Cyber-Physical Systems (CPSs) are complex systems resulting from intricate interaction of digital computational devices with the physical systems. With the recent dazzling advances in computational devices, CPSs have become ubiquitous in modern technology. The increasing presence of CPSs on one hand and the incapability of current methods to analyze them on the other hand, impel the development of novel approaches for analysis and design. In CPSs, embedded computers have the responsibility of monitoring and controlling the physical plants using feedback loops using which physical plants affect computations and vice versa. In these closed-loop fashions, controllers implemented in software are termed embedded control software.
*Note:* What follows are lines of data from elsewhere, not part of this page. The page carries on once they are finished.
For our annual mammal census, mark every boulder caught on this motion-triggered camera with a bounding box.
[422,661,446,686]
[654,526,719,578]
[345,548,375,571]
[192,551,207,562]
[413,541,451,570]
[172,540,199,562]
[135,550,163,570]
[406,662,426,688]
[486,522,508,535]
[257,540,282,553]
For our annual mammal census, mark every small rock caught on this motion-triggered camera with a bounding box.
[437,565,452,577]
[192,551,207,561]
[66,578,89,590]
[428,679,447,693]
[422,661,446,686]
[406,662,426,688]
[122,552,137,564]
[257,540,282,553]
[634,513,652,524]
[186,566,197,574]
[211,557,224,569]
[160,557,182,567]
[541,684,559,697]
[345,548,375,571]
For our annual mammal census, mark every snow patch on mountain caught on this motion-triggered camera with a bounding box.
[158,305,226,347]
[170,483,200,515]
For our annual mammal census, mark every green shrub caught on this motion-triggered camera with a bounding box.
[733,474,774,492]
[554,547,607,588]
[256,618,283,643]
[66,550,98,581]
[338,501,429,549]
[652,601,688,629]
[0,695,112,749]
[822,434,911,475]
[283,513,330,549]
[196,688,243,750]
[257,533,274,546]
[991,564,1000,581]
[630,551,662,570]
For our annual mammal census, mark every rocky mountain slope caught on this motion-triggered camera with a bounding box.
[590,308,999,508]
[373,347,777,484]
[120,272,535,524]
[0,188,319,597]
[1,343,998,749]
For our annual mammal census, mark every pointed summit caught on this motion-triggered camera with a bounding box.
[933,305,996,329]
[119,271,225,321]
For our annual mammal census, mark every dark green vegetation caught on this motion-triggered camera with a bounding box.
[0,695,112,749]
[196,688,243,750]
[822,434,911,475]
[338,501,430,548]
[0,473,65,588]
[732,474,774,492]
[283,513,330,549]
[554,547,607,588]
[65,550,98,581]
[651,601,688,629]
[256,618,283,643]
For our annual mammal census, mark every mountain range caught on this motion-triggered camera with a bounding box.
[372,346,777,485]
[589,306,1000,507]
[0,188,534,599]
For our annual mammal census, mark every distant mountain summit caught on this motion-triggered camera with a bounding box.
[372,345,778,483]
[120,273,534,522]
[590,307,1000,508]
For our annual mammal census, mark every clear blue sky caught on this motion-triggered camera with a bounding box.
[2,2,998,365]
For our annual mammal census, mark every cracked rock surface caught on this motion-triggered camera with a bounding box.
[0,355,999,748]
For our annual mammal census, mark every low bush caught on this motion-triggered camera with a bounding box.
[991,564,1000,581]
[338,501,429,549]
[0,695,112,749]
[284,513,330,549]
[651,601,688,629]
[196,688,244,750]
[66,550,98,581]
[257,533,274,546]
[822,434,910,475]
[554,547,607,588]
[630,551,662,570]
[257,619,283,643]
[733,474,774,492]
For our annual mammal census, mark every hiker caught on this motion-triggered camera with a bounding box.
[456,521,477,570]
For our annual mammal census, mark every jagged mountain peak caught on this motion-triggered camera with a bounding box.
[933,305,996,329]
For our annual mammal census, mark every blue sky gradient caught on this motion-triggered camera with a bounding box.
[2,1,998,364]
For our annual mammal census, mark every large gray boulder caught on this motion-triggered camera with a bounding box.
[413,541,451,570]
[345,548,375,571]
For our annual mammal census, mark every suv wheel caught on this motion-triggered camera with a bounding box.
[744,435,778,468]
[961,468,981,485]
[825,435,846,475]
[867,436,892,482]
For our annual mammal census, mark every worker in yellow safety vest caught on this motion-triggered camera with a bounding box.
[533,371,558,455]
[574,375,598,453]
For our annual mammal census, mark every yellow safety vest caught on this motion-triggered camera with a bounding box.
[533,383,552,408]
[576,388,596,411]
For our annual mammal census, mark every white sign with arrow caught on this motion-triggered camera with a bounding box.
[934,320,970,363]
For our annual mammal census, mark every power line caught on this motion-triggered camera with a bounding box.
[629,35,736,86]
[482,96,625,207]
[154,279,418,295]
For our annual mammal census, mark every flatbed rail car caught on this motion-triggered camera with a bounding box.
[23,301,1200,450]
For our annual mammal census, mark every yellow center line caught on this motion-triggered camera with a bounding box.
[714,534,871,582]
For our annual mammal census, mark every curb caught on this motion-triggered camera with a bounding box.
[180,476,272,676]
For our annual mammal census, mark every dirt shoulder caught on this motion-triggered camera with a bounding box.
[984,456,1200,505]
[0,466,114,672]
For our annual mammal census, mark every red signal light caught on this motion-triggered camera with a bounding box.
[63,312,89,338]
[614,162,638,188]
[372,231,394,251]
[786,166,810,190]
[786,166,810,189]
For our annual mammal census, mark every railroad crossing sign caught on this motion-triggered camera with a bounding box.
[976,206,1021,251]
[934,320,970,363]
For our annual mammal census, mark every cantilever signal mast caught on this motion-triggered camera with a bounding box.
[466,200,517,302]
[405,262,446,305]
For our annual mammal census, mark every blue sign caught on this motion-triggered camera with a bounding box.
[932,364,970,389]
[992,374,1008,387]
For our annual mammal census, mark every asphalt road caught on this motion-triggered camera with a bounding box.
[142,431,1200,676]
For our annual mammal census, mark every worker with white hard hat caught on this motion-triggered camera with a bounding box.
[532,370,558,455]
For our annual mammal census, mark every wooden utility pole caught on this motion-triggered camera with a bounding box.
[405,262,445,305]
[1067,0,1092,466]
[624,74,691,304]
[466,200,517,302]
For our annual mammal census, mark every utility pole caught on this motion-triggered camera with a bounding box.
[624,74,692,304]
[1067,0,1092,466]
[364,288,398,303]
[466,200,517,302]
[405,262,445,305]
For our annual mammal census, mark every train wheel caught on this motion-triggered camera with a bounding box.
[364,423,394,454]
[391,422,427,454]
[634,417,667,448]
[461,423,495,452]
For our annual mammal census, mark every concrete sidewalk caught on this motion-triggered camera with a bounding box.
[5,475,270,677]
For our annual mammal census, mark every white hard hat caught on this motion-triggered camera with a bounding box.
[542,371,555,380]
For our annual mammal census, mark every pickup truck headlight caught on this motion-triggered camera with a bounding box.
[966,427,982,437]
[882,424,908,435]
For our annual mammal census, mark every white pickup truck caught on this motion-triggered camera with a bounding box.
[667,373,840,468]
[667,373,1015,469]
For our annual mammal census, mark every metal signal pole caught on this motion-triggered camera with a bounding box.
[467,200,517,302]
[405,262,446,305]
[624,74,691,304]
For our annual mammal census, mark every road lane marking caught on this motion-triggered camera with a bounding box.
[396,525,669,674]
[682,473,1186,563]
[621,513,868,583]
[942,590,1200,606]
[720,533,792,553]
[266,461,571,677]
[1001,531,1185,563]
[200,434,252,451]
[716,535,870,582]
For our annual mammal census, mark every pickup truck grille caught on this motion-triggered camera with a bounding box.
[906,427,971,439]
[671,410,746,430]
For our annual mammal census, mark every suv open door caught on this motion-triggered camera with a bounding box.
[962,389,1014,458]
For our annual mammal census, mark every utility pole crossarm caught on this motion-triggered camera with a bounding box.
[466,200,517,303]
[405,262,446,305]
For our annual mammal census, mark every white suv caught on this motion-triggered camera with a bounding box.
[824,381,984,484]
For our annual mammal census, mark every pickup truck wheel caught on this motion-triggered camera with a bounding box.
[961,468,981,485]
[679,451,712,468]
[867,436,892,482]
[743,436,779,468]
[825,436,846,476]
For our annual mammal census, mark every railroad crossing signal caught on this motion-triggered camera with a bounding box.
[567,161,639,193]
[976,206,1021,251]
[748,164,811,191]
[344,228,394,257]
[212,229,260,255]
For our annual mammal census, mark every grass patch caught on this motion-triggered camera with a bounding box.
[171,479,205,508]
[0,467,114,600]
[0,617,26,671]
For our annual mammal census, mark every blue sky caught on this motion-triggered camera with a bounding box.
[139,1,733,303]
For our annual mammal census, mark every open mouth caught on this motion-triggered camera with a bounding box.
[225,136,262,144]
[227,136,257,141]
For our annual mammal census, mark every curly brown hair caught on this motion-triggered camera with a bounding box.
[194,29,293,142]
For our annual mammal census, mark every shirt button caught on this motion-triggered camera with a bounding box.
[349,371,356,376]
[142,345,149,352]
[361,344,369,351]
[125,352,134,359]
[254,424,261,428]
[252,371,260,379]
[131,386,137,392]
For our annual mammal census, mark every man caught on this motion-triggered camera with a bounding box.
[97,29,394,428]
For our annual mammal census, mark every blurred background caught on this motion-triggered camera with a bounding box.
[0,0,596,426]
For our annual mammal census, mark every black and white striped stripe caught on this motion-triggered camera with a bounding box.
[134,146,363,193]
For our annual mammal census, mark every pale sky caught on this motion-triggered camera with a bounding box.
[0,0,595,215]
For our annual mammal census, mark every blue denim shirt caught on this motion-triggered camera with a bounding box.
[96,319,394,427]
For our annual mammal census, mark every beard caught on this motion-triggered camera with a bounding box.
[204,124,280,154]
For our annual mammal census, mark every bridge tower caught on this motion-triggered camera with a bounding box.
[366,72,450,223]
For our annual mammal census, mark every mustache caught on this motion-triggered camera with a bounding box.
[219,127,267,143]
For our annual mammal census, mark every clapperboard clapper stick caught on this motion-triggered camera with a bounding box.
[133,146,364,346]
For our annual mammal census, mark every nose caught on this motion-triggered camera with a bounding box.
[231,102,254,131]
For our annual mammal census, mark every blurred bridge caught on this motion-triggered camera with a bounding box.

Increasing use of embedded control software in life critical applications, such as aircraft flight control systems and automotive engine control systems, demands lots of efforts on software verifications and validations which are very costly. On the other hand, by changing the center of gravity from verification to design, it is possible to synthesize correct-by-design embedded control software while providing formal guarantees of correctness. The foundation of this proposed approach relies on some technical results showing how to construct equivalent finite state models for differential equation models describing physical plant. These finite state models are simpler descriptions of physical plant in which
each state of the finite model represents a collection or aggregate of states in the physical plant. Similar finite state models are used in software and hardware modeling, which enable the composition of such models with the finite models of the physical systems. The results of this composition are finite models capturing the behavior of the physical systems interacting with the digital computation devices. Once such models are
available, the methodologies and tools developed in computer science for verification and control synthesis purposes can be easily employed to physical systems, via these models. In the first part of this thesis I take an important step in my quest to synthesize correct-by-design embedded control software for CPSs by constructing finite state models for control systems. I propose a novel technique to compute bisimilar finite state models of incrementally stable nonlinear control systems. I show on practical examples that the finite state models computed by my procedure can be several orders of magnitude smaller than existing approaches. Moreover, I propose another technique to compute (not necessarily bisimilar) finite state models of any nonlinear control system as long as I am interested in its behavior in a compact set. In the second part of this thesis I will show some incremental properties under which nonlinear control systems admit finite state models. I propose some analysis tools to check those properties. Moreover, I provide some design techniques providing controllers enforcing those incremental properties for some special classes of nonlinear control systems.